Julian Sanchez header image 2

photos by Lara Shipley

A Nudie Photo Catch-22

February 12th, 2007 · 2 Comments

There’s not a ton to add to Radley’s post about the case of two teenagers (16 and 17) convicted on child porn charges for e-mailing each other nude photos of themselves. It would be funny if it weren’t so grotesque. The real apex of stupidity comes in this bit from the majority opinion upholding the conviction, however:

Further, if these pictures are ultimately released, future damage may be done to these minors’ careers or personal lives. These children are not mature enough to make rational decisions concerning all the possible negative implications of producing these videos.

It seems here that there’s an additional hypocrisy above and beyond the obvious madness of putting a permanent blot on these kids’ legal records to “protect” them from the hypothetical harms that might accrue if some naked pics ever got circulated. Because if the rationale is that they aren’t mature enough to responsibly make the decision to produce such images, how can they be that they’re mature enough to be held criminally responsible for them? Depending on your assessment of their maturity, it seems like either what they did shouldn’t be criminal, or if it should, it shouldn’t be possible to punish them for it.

Tags: Sexual Politics



2 responses so far ↓

  • 1 Brian Moore // Feb 13, 2007 at 10:56 am

    What is wrong with people? If you find it wrong that kids do it, take them aside quietly and tell them “look, please don’t do this.” Any negative consequences are only made worse by prosecution and publication. Now WE all know about it; and we didn’t before.

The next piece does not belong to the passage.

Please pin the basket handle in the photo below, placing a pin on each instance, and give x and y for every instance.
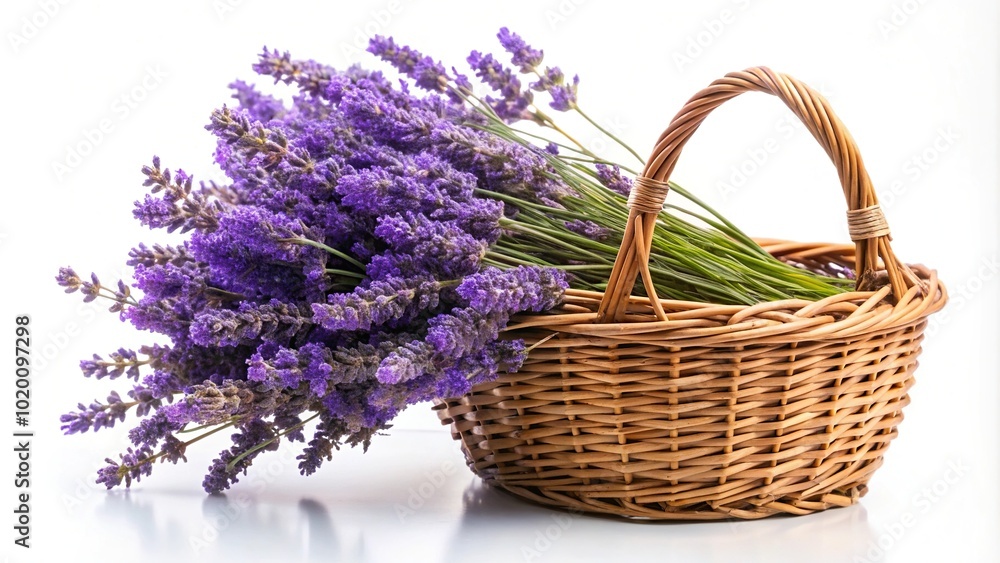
(866, 223)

  • 2 Dylan // Feb 24, 2007 at 9:22 pm

    Since both were under 18, I don’t understand how this can be a crime. The courts really need to settle on an age for adulthood, not an age of adulthood that is most convenient for them when they want to punish kids. This whole report was appalling. Even more so for the fact that they did not post them to the web, they emailed them to each other, solely for each other’s viewing. Of course, kids don’t possess a right to privacy, but they were absolutely under the assumption that it would remain between the two of them. To turn it into a court case is extremely traumatic and labeling them sex offenders for life, you might as well just end their futures all together.